China’s Covid-19 spike is a worry


China is now in the grip of its worst Covid-19 outbreak, having been forced to dismantle its restrictive virus control measures when near-unprecedented protests erupted against the Xi Jinping administration. The story emerging from the country is not unlike what we heard the world over – beginning with China itself in early 2020, then the first European hotspots, followed by the US, the UK and India. The familiar tale includes skyrocketing infections and deaths, overwhelmed clinics and funeral homes, and mass shortages of essential medicines. Much of the world lived through this saga in some form or another, except China, which instead had a spectator’s view as the world convulsed through the pandemic. When the world locked down in pandemic Year One, there was even a much-publicised pool party at the coronavirus’s epicentre, Wuhan, in August that year.

That China’s iron-fisted approach was, in reality, scientifically ham-handed is now clear. Beijing held onto the belief that Zero Covid –locking down till last of infections recover – was wise, even when other countries (like much smaller island nations of Australia and New Zealand) showed it was untenable. The country also refused to course correct on its vaccines, which showed subpar efficacy against the earliest variants and were all but useless against newer versions of the Sars-CoV-2. While other countries completed the first round of mass vaccinations within 2021, nearly half of those above the age of 80 in China – the most vulnerable to Covid-19 — are today estimated to be unvaccinated, hesitant as they are to take a dose they do not think will work.

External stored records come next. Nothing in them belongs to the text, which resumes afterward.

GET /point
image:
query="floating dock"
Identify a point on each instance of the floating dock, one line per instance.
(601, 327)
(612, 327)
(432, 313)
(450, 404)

It is clear, then, that while China was closely watching how the coronavirus rampaged elsewhere, it refused to learn the lessons the world learnt years, if not months, ago. It failed to arm its population with the sort of immunity needed to coexist with the virus. In doing so, it has not only jeopardised the lives of its 1.4 billion people, but has now revived the spectre of a more dangerous variant coming into the picture. The longer the virus spreads, the more it evolves, and when it spreads in population with a new immune profile, the odds of unpredictable mutations rise. This makes China’s current outbreak not only the biggest pandemic threat since the outbreak of Omicron variant a year ago, but a reminder that ignoring science is the biggest mistake a government can make.